When considering the division of assets on divorce, or on the dissolution of a civil partnership, it’s important not to overlook the pensions. It’s not uncommon for there to be a significant disparity in the value of each party’s pensions and this disparity needs somehow to be addressed.

Pension Sharing is one of 3 ways the division of pensions can be addressed. The other 2 options are Pension Offsetting—where one party keeps more of another asset, such as the family home, in exchange for a reduced or no share of the other’s pension—and Pension Attachment (or earmarking) which directs a share of one party’s pension income to be paid to the other when it becomes payable.
The usually preferred and therefore most common way of dealing with pensions is by way of a Pension Sharing Order (PSO). Under a PSO a percentage of one party’s pension is transferred to the other. This is a clean break option providing each party with their own separate pension provision. The percentage amount to be shared is either whatever is agreed in negotiations or if no agreement is reached then decided by the court. The PSO is then incorporated within the overall financial settlement.
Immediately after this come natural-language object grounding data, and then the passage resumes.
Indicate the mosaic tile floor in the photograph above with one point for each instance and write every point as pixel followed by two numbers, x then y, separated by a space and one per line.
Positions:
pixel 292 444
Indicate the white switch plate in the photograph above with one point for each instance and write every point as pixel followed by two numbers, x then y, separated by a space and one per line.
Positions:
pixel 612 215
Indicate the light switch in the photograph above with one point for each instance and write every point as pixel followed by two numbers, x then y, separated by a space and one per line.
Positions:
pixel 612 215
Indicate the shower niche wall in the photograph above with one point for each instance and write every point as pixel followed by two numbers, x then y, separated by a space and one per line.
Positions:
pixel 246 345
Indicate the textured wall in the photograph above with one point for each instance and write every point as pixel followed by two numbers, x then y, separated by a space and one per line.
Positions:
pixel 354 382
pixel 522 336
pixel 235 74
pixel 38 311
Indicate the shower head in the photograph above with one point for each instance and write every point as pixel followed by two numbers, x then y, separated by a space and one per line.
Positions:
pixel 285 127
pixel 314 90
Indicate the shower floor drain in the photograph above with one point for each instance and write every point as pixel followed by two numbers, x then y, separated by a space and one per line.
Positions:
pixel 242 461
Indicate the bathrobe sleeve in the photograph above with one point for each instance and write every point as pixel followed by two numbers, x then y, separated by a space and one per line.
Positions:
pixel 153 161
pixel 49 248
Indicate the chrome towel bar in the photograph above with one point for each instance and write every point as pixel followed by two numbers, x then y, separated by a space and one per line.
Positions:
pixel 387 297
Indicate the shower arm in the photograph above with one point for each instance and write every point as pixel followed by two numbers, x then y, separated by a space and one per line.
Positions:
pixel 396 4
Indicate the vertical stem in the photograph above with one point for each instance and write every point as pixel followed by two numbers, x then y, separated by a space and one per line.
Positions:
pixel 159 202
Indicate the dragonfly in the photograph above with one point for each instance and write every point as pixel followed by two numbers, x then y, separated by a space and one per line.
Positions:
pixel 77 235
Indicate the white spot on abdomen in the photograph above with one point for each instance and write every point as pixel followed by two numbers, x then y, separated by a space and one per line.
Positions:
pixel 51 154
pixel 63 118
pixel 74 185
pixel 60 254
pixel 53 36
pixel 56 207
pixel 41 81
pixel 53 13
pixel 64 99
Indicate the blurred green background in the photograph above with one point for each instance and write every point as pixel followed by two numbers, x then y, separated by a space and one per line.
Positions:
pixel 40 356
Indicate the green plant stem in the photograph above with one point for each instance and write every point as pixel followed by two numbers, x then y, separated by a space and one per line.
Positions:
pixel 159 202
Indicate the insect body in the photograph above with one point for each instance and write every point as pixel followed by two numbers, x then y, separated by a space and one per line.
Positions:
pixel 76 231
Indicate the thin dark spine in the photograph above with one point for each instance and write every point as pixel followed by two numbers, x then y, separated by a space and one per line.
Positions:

The party with the benefit of the PSO (the receiving party) may be able to join the other party’s pension scheme or the transferred funds may have to be placed into a pension scheme of their own. Once transferred they can manage and contribute to that pension asset independently. Some types of pension assets are more complex to divide than others and expert actuarial advice may be needed to assess their true value.
The first step in considering the division of pensions is to obtain a Cash Equivalent Value (CEV) for each of the pensions in existence as it is this value which is being shared.
It’s important to take expert legal advice when considering pension sharing as getting it wrong can have long-term implications for retirement security.